Additionally, we could not find evidence that DHHS had used existing performance information—generated through FOPMF or otherwise—to inform future service agreement funding decisions. This is despite DHHS's documented guidance instructing staff to do so.

Recommendations

We recommend that the Department of Health and Human Services:

1. apply centralised, system-wide quality assurance when setting service agreement performance measures so that they:

  • are set consistently across different service agreements where appropriate
  • are recorded consistently across different documents and systems
  • clearly link to desired service system outcomes (see Section 2.2)

2. develop and apply a system-wide framework for risk-profiling funded organisations that:

  • integrates the department's various disconnected risk oversight mechanisms
  • is applied to all funded organisations
  • is used to set service agreement requirements that are proportionate to the level of risk associated with the funded organisation and the services they are funded to deliver (see Section 2.3)

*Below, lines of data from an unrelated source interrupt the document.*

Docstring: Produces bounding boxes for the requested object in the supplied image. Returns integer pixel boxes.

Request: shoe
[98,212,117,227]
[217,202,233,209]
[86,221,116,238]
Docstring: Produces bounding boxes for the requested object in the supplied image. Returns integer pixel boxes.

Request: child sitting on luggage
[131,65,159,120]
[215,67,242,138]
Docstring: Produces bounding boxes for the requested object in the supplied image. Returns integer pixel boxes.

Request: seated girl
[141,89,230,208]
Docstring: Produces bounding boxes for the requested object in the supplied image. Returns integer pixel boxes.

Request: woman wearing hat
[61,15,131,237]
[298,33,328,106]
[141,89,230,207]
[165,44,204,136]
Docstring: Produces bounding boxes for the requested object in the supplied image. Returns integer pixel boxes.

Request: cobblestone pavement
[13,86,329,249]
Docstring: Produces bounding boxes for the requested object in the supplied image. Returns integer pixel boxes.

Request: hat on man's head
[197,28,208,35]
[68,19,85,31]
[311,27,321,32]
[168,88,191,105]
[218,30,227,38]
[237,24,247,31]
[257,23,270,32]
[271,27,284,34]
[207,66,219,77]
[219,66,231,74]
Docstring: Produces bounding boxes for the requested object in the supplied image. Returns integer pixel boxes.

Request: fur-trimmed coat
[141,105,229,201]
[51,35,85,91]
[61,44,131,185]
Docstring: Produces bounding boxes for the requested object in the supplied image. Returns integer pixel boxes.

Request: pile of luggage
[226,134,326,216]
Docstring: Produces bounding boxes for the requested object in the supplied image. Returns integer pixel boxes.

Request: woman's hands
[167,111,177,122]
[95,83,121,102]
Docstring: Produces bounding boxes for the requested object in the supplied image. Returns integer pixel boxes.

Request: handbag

3. develop and implement support structures to ensure staff skills and capabilities, and the tasks performed, align with the new position descriptions including:

  • ongoing regular supervision and support for all service agreement staff that reinforces the new roles and responsibilities
  • individual performance plans for all service agreement that reflect the identified skills and capabilities needed to manage service agreements
  • a clear learning and development pathway for all service agreement staff for developing and attaining the identified skills and capabilities needed to manage service agreements (see Sections 3.2, 3.3 and 3.4)

4. capture and retain the corporate knowledge held exclusively by key staff in relation to its Service Agreement Management System (SAMS2) (see Section 3.5)

5. redesign its Funded Organisation Performance Monitoring Framework so that it:

  • scales monitoring effort according to service risk, organisational capability and funding levels
  • balances monitoring effort between compliance and service quality
  • integrates and streamlines performance data collection arrangements
  • systematically informs future service agreement funding decisions. (see Sections 4.2 and 4.3).

Responses to recommendations

We have consulted with DHHS and we considered its views when reaching our audit conclusions. As required by section 16(3) of the Audit Act 1994, we gave a draft copy of this report to DHHS and asked for its submissions or comments. We also provided a copy of the report to the Department of Premier and Cabinet.

DHHS provided a response which is summarised below. The full response is included in Appendix A.

DHHS acknowledged the value of this audit and accepted all five recommendations in full. It provided an action plan that addresses each recommendation.